C’était un dimanche – celui que l’on appelle aujourd’hui le dimanche des Rameaux. Ce n’était certainement pas la première fois que Jésus venait à Jérusalem. En tant que Juif pieux, il y venait chaque année pour célébrer trois grandes fêtes (LU 2.41,42 ; JN 2.13 ; 5.1). Au cours des trois dernières années, Christ avait également œuvré et enseigné à Jérusalem. Il reste qu’en ce dimanche, sa venue dans la ville différait radicalement de ses précédentes.

Entrant dans Jérusalem à dos d’âne alors que des milliers d’adorateurs venaient envahir la ville, Jésus a capté l’attention de tous (MT 21.9-11). Pourquoi s’est-il mis en évidence, alors qu’au cours des trois années précédentes il était volontairement resté discret ? Pourquoi a-t-il accepté que le peuple le proclame Roi à peine cinq jours avant sa mort ?

Matthieu dit que Jésus a agi de la sorte pour accomplir une prophétie vieille de cinq siècles (MT 21.4,5). Selon elle, le roi choisi par Dieu allait entrer dans Jérusalem « juste et victorieux, humble et monté sur un âne » (ZA 9.9 ; voir aussi GE 49.10,11).

C’était un moyen tout à fait inhabituel pour un roi vainqueur d’entrer dans une ville.
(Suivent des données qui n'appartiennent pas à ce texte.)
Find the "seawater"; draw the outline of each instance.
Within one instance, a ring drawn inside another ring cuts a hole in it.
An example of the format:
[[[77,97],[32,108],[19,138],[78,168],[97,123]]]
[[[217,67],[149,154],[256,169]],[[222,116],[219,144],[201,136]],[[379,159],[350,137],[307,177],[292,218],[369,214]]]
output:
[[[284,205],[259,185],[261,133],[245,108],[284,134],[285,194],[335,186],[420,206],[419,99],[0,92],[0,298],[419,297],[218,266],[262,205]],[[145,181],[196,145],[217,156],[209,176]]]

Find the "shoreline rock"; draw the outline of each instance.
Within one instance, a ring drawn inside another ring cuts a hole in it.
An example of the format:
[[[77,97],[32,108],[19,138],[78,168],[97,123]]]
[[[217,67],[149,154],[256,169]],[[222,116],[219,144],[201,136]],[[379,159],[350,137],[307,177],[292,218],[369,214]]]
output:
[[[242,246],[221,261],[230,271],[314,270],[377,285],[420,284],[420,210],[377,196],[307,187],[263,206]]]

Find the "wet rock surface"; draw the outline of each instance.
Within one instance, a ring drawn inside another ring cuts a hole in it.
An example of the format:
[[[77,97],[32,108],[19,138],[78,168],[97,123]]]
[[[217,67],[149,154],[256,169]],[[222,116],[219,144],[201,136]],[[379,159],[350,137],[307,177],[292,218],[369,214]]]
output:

Ces rois montaient normalement de puissants étalons. Jésus ne s’est toutefois pas présenté à dos d’un cheval de guerre. Cela en dit long sur la personne du Roi Jésus. Il est venu avec douceur et humilité… non pas pour faire la guerre, mais pour apporter la paix entre Dieu et nous (AC 10.36 ; COL 1.20).